Item 1.01. Entry into a Material Definitive
Agreement.
Securities Purchase Agreement
On October 24, 2022 (the
“Effective Date”), Creatd, Inc., a Nevada corporation (the “Company”), entered into and closed securities purchase
agreement(the “Purchase Agreement”) with one accredited investor (the “Investor”), whereby the Investor purchased
from the Company for an aggregate of $1,500,000 in subscription amount, an unsecured debenture in the principal amount of $1,666,650 (the
“Debenture”). The Company and the Investor also entered into a registration rights agreement (each, a “Registration
Rights Agreement”) pursuant to the Purchase Agreement.
The Debenture has an
original issue discount of 10%, has a term of six months with a maturity date of April 24, 2023, may be extended by six months at the
Company’s option subject to certain conditions, and are convertible into shares of Common Stock at a conversion price of $0.20 per
share, subject to adjustment upon certain events.
In connection with its
entry into the Purchase Agreement and issuance of the Debenture, the Company also entered into a side letter agreement (the “Letter
Agreement”) with the holders of debentures of the Company, the Series C Warrants and Series D Warrants issued as of May 31, 2022
(the “May Investors”) and the holders of debentures of the Company, the Series E Warrants and Series F Warrants issued as
of July 25, 2022 (the “July Investors”). Pursuant to the Letter Agreement each of the May Investors and the July Investors
have entered into a lock-up agreement whereby they may not sell any such debentures, warrants, the shares into which such debentures may
be converted, or certain shares underlying such warrants until the date that is 30 days after the date on which the registration statement
registering for resale the shares of the Company’s common stock underlying the Debenture is declared effective by the Securities
and Exchange Commission. Additionally, the Letter Agreement, provides that the May Investors and July Investors have agreed to a further
lock up of such shares for a further 30 days upon the receipt of a certain amount of the proceeds from future potential issuances of debentures,
common stock or similar securities by the Company. Further additionally, pursuant to the Letter Agreement, the May Investors and the July
Investors have agreed to exchange and return for cancellation the Series C Warrants, Series D Warrants, Series E Warrants and Series F
Warrants, receiving replacement warrants from the Company (the “Replacement Warrants”), in consideration for (i) the Company’s
payment of $750,000 of the proceeds from the sale of the Debenture to the May Investors and July Investors on a pro rata basis and (ii)

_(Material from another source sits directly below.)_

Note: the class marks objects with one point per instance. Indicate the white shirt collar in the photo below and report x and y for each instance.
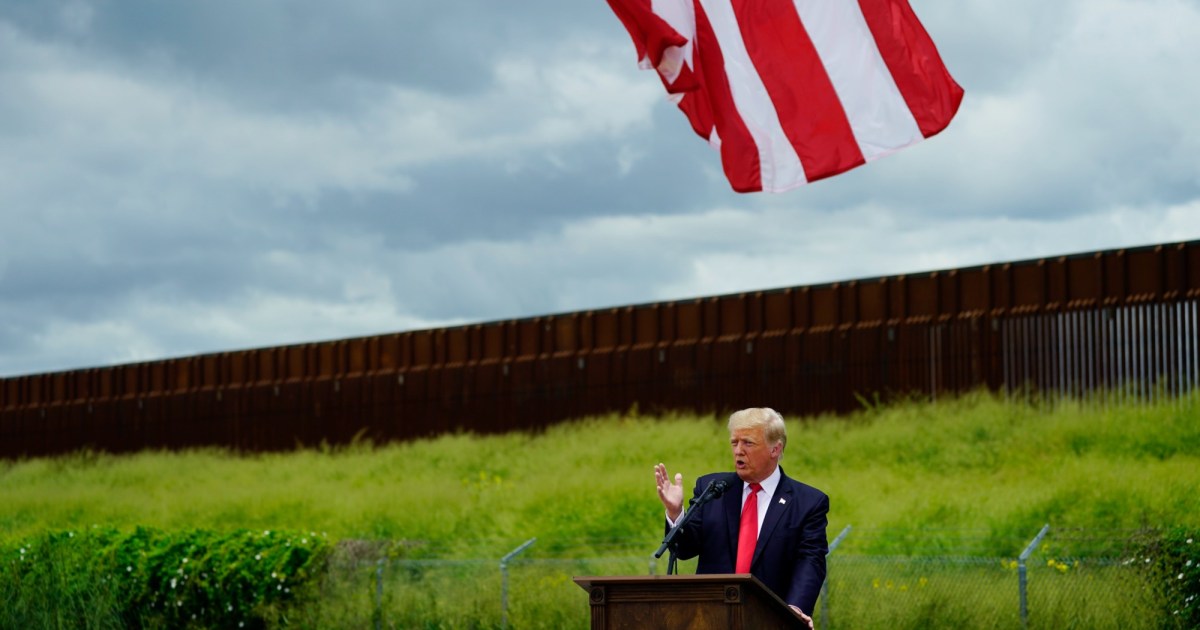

the Company’s agreement to pay, on a pro rata basis to the May Investors and July Investors, the greater of (x) $750,000 and (y)
50% of the gross proceeds raised in a subsequent financing. The Replacement Warrants reflect a reduction in the number of Series C and
Series D Warrants from 1,550,000 in each class to 1,536,607 in each class and a reduction in the number of Series E and Series F Warrants
from 1,075,000 in each class to 807,143 in each class, and the initial exercise date for the Replacement Warrants are unchanged from the
date as set forth in the respective exchanged Series C, Series D, Series E or Series F Warrant.
Item 1.01 of this Current Report on Form 8-K contains
only a brief description of the material terms of the Purchase Agreement, the Debenture, the Registration Rights Agreement, the Letter
Agreement and the Replacement Warrants and does not purport to be a complete description of the rights and obligations of the parties
thereunder, and such description is qualified in its entirety by reference to the full text of the forms of Purchase Agreement, the Debenture,
the Registration Rights Agreement, the Letter Agreement and the Replacement Warrants, the forms of which are attached as Exhibits 10.1,
4.1, 10.2, 10.3, and 4.6, respectively, to this Current Report on Form 8-K, and are incorporated herein by reference.